İmralı Heyeti’nin görüşmelerinden bir hafta öncesinde, 10 Şubat 2025’te, İstanbul’un Küçükçekmece ilçesinde 'Halkların Eşit ve Özgür Yaşamı Yolunda Çözüm Barışta' başlıklı konferansı düzenlendi. Burada DBP eski Eş Genel Başkanı Sebahat Tuncel’in “İkili yönetim olacak, bu çözüm projesidir” sözleri dikkat çekiciydi. DEM Parti Milletvekili ve Öcalan’ın eski avukatı Cengiz Çiçek ise “Kürtler tanındı” dedikten sonra “Kürt halkının bütün aktörler tarafından jeopolitik kart olarak değerlendirildiği bir tarihsel aşamayı yaşıyoruz” ifadelerini kullanmıştı.

Cevat Öneş, bu açıklamalar kapsamında “Kürt siyasetinde öne çıkan isimlerin dile getirdiği ‘ikili yönetim’ nedir?” sorusuna ilişkin şu açıklamayı yaptı:

“Türk milleti kimliğinin bütünleştirici, ayrışmayı önleyici anlayışından uzaklaşılarak Kürtler ve farklı inanç yapıları için ayrı bir anayasal statü kazanılması arayışıdır.

DEM Partisi ısrarla bir statüden bahsediyor, ikili yönetimden bahsediyor, Öcalan’ın perspektifinden bahsediyor, üzüntü duyulacak şey, Cumhuriyet’in örnek demokratikleşme ve bağımsız değerleri istikametinde gelişme göstermeden bugün sadece Öcalan’ın bilinen ve çözümleyici olmayan farklı statüler yaratma arayışının ortaya çıkması, buna kimsenin de farklı bir cevap verememesi ve bunun da bir ‘çözüm’ diye sunulması meselesi. Barışı herkesten fazla istiyoruz, herkesten fazla savunuyoruz ama barış diye farklı bir statüden ve emperyalizmin arayışlarına alet olma gibi bir yola girildiği izlenimini alıyoruz, düşündürücü olan bu.

Biz güncel politik meselelerle, seçimlerle uğraşırken ama mesele ulusal, bölgesel, küresel yeniden şekillendirme arayışları içerisinde yeniden araç olarak kullanılıp kullanılmama, -bu da Türkiye siyasetlerini ilgilendiriyor tabi- bunları tartışmıyoruz.

Özellikle emperyalizmin bilinen ve süreklilik kazanan kimlik siyasetleriyle yarattığı ayrıştırma ve parçalama politikalarının araçları olarak sayısız örnekleri verilmektedir.

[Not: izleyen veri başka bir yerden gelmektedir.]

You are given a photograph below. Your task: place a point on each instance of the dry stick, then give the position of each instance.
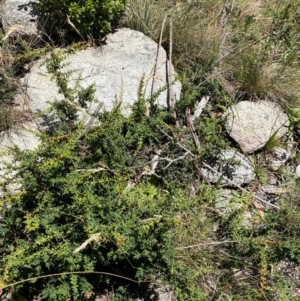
(219, 173)
(90, 122)
(213, 243)
(157, 55)
(191, 127)
(69, 273)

Demokratik Cumhuriyetimiz emperyalizmin belirtilen yıkıcı faaliyetleri karşısında, Türk milleti kimliğini, kavramını hukukun üstünlüğünün ve eşit vatandaşlık kavramının içini doldurarak bir demokratik bağımsız Türkiye vizyonuyla hareket ederek örnek bir ülke olmuştur.

Ancak, Cumhuriyeti demokrasiyle taçlandıramadığımız için sorunlar yaşadık ve yaşamaya devam ediyoruz. Mesele, emperyalizmin stratejik hedeflerinin bilinci içerisinde demokrasimizi zenginleştirerek bilime ve çağdaş değerlere önem vererek yeniden kurumsal bir yapı kazandırılabilmesine dayanmaktadır.

Sonuç olarak, iç politikada da yaşamakta olduğumuz sorunları ve dış politika açmazlarını Cumhuriyet’in kurucu, çağdaş vizyonunu yakalayabilmek için tüm demokrat unsurların birlikteliği ve mücadelesiyle engeller aşılabilecektir.

PKK terörü çözülemeyen Kürt sorununun sonuçlarından biridir. Emperyalizm tarihsel ömrünü dolduran PKK’yı ortadan kaldırıcı çalışmalara yardımcı olma görüntüsü verirken birleşik Kürdistan siyasetiyle Orta Doğu’yu yeniden şekillendirmek istemektedir.”